Yeah. I was mentioning that it was first time for her, and I've read that first time mothers will spit prematurely. Also, since I have a very over aggressive male (he has killed two additions to the tank already), he still chases her all day. With only one other lab in the tank, I thought it would be good to strip her so she doesn't lose too much weight or get tormented. Anyhow, I didn't end up stripping since I got cold feet, and she is still in there.

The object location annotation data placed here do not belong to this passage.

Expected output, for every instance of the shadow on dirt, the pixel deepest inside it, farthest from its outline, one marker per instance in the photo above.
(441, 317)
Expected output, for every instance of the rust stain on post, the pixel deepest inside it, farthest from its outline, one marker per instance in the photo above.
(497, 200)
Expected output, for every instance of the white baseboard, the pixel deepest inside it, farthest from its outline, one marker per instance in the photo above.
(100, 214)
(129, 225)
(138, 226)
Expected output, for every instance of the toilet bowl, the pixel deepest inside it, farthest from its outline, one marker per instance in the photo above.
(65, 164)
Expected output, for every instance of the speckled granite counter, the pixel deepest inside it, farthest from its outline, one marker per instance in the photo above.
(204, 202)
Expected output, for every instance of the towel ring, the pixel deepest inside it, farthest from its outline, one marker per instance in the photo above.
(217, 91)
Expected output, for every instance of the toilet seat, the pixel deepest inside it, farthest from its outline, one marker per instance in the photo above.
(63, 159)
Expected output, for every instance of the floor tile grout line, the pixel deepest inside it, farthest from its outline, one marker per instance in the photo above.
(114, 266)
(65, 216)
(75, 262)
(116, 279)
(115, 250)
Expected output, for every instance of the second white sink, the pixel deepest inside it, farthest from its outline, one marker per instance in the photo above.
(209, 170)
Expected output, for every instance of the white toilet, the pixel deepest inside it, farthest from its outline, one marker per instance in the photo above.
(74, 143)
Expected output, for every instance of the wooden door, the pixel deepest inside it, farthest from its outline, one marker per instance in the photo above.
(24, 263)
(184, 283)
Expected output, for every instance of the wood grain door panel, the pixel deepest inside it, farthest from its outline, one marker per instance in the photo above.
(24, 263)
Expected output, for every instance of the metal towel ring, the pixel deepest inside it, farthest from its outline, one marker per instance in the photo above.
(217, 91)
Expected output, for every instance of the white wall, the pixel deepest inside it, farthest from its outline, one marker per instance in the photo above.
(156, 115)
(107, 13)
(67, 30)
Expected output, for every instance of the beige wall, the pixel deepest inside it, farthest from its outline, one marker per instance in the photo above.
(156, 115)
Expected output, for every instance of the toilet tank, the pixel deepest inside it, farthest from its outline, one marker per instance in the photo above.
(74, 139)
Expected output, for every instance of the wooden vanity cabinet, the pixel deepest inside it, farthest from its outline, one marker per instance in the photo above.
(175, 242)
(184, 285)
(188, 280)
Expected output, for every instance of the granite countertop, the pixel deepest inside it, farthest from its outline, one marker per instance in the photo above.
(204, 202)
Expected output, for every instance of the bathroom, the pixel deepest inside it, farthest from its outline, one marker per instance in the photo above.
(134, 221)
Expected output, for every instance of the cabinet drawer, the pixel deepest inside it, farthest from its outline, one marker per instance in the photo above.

I'll save the tumbler for another day and pray for mom! :roll:


----------



## PfunMo (Jul 30, 2009)

If you have a small tank where you would be putting the fry, I would put her there and let things go the natural way. I have never had them eat any fry but have always had some rocks that lie close to the bottom but leave a crack where the fry can go and be safe if the mom does decide to eat them. When I have tried to strip females it has always been such a mess that I never do it any more. After a day or two of rest, I just swap her back to the main tank. I have never really had a male that was too much trouble for the female but I have always had a number of females and he would lose track of which he was trying to attract.


----------



## natedgg (Apr 9, 2011)

Yeah PfunMo, I have a 10g, but it's probably still a week away from being cycled. She'll have to wait till then, but I think I'm going to do what you suggest. Anyone want a $5 egg tumbler?


----------



## gmaschke (Aug 23, 2008)

its a matter of preference. I usually strip. There are advocates of both. Sometimes I have to strip because I keep Syn. Multis and if you don't strip and there is cat fry then the cat fry eat the cichlid fry and then each other until you are down to 1 or 2 cats.

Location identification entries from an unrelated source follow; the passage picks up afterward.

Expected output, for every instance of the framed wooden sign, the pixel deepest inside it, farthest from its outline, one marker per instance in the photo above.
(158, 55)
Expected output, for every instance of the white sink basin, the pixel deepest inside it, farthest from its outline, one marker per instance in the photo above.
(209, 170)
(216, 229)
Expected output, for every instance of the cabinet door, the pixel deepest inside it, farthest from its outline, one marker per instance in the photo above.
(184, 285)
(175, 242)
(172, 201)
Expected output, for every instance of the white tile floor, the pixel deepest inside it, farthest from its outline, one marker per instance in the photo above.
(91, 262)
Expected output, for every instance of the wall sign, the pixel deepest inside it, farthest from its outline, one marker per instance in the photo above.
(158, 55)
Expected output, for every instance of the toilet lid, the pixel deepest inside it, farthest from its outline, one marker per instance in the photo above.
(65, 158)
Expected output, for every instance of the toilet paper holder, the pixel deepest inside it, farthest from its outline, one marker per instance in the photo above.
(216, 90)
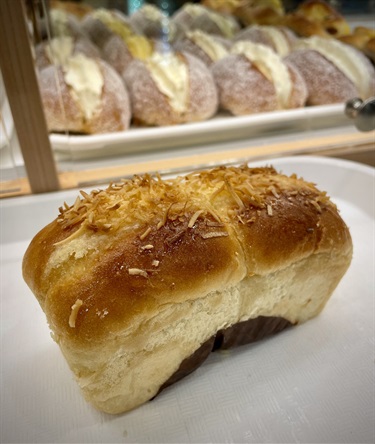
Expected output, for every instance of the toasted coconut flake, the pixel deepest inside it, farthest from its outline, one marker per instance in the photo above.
(194, 218)
(234, 195)
(316, 206)
(147, 247)
(74, 313)
(145, 233)
(137, 272)
(212, 234)
(214, 223)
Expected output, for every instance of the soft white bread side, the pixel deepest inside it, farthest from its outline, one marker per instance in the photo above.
(137, 278)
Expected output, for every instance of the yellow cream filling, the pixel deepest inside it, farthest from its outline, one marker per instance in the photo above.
(210, 46)
(85, 78)
(170, 73)
(346, 60)
(59, 49)
(270, 65)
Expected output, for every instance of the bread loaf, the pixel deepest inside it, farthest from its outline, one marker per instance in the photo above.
(171, 88)
(140, 281)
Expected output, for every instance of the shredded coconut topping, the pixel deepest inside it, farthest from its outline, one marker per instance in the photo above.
(74, 313)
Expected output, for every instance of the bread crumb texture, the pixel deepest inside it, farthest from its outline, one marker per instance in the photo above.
(144, 243)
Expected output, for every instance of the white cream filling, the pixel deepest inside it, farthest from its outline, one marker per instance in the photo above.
(171, 75)
(270, 65)
(344, 58)
(209, 45)
(59, 50)
(59, 22)
(85, 78)
(152, 13)
(224, 24)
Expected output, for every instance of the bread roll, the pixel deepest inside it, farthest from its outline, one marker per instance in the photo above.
(140, 281)
(261, 12)
(253, 79)
(102, 24)
(171, 88)
(195, 16)
(333, 72)
(84, 96)
(207, 47)
(278, 38)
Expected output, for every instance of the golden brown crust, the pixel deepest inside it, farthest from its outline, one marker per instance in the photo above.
(179, 238)
(150, 106)
(134, 279)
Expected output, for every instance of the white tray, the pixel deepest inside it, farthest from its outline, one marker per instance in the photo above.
(218, 129)
(312, 383)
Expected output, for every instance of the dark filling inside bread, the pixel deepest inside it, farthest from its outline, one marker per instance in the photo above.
(238, 334)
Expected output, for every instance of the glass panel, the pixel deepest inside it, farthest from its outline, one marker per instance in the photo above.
(123, 139)
(13, 178)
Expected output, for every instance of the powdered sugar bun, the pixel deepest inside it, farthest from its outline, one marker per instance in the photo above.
(207, 47)
(171, 89)
(59, 49)
(248, 87)
(195, 16)
(334, 72)
(90, 97)
(155, 24)
(65, 24)
(279, 38)
(102, 24)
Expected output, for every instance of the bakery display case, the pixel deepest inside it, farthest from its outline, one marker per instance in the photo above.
(97, 120)
(54, 141)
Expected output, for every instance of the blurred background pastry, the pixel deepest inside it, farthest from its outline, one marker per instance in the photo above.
(155, 24)
(317, 17)
(171, 88)
(58, 50)
(254, 79)
(195, 16)
(207, 47)
(278, 38)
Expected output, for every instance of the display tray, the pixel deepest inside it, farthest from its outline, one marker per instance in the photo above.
(221, 128)
(313, 383)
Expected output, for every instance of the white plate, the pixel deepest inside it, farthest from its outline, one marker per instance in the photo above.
(218, 129)
(312, 383)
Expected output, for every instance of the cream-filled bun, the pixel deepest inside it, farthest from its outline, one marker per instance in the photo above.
(102, 24)
(195, 16)
(118, 38)
(58, 50)
(90, 97)
(155, 24)
(333, 71)
(253, 79)
(278, 38)
(171, 88)
(207, 47)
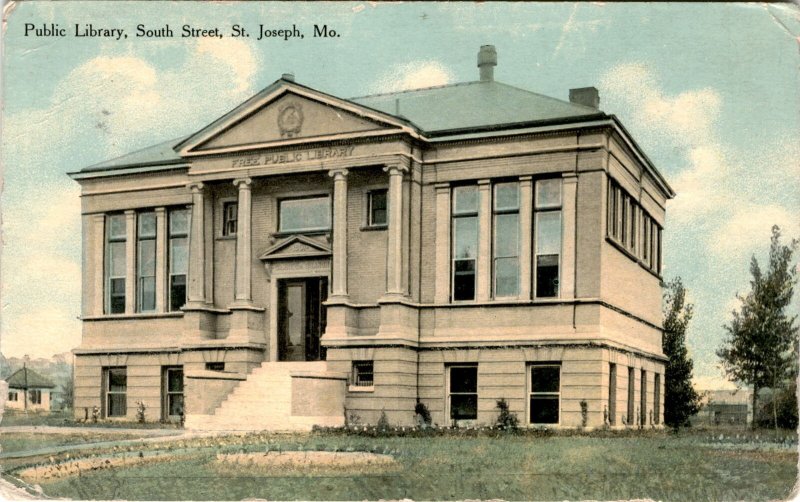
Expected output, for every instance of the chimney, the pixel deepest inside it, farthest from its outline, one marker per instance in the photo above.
(487, 60)
(586, 96)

And sometimes I just strip too early and they are free swimming yet. I don't have extra tanks to just let the female chill and spit on her own.


----------



## PfunMo (Jul 30, 2009)

If you have just seen her holding and been watching, you will have far longer than you might think. First time is really like waiting for your own child. Gets easier from there if you can just wait! Her mouth will get to what looks almost painful before it is time to spit so be patience. If you watch her, she will begin to act somewhat desperate to find a safe spot. When you see here going up and down the corners, etc., she may be getting close. When her mouth begins to gap open due to the load, move her. For fry spitting, I don't worry too much about a cycled tank. One reason is the food situation. For the holding female I feed hardly anything as she doesn't appear to eat enough to count so I don't foul the tank with uneaten food. Once she spits, I don't leave her long enough to bother feeding. I do a lot of small water changes, both while she is holding and after spitting. At some point along the line the fry will need tiny amounts of food but the filter will also handle tiny amounts of bio-load. I go with lots of water changing as it is pretty easy on a small ten gallon. Lots of different ways so I go with the simple way. I hate prying jaws open!


----------